Construction of 35S::PFL-RNAi and characterization of transgenic plants. A, Schematic structure of 35S::PFL-RNAi vector includes the inverted repeat sequence of the 3′ end regions of PFL DNA. LB, Left border; Hyg, hygromycin; NOS ter, A. tumefaciens nopaline synthase terminator; RB, right border.
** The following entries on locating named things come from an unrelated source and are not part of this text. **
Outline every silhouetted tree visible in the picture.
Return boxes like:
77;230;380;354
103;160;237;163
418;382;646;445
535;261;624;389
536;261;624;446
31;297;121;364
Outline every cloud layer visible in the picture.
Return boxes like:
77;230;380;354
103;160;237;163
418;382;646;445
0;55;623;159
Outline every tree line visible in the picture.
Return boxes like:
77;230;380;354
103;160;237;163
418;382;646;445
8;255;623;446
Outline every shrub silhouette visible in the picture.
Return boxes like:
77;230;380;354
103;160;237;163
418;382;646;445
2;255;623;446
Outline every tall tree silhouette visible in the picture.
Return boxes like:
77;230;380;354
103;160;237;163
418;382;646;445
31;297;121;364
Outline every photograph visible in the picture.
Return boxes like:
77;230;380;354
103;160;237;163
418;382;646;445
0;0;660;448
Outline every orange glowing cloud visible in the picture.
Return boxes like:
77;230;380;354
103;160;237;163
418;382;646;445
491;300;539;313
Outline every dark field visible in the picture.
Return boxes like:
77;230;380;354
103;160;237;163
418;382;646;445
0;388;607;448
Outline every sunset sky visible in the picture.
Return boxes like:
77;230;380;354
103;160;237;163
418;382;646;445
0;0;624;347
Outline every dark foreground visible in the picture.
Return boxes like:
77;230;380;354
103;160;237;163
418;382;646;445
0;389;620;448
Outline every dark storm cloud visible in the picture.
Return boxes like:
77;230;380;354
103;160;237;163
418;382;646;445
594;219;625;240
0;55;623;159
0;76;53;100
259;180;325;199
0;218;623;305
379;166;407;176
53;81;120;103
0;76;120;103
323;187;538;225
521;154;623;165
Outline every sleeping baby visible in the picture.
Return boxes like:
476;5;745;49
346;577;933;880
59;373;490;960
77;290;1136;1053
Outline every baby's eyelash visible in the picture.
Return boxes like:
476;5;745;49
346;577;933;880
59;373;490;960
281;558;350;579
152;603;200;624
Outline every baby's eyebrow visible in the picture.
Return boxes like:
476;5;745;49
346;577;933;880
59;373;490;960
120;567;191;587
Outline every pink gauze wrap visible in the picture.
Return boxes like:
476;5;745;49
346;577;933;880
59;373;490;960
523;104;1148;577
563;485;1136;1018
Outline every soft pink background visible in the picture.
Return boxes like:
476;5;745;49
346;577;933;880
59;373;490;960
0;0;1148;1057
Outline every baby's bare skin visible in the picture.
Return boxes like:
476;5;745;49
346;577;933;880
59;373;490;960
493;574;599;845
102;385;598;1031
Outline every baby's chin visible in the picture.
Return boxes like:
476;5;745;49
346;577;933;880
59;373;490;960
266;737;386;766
B to D, qRT-PCR analyses of PFL (B and D) and Roc5 (C) expression show that, compared with the wild type (wt), PFL expression was decreased in oul1 (B), increased in overexpression (ox) lines, similar to Roc5 (C), and decreased in nine independent T0 PFL-RNAi transgenic plants from which total leaf RNA was analyzed (D). E and F, Morphological phenotypes (E) and cross sections (F) of the flat wild-type and abaxially rolled PFL-RNAi leaves show varying increases in bulliform cell size (F; highlighted by red lines). Bars = 5 mm (E) and 20 μm (F). G and H, Measurement of number (G) and area (H) of bulliform cells in wild-type and PFL-RNAi lines. Graphs show means of biological replicates and sd (n > 30).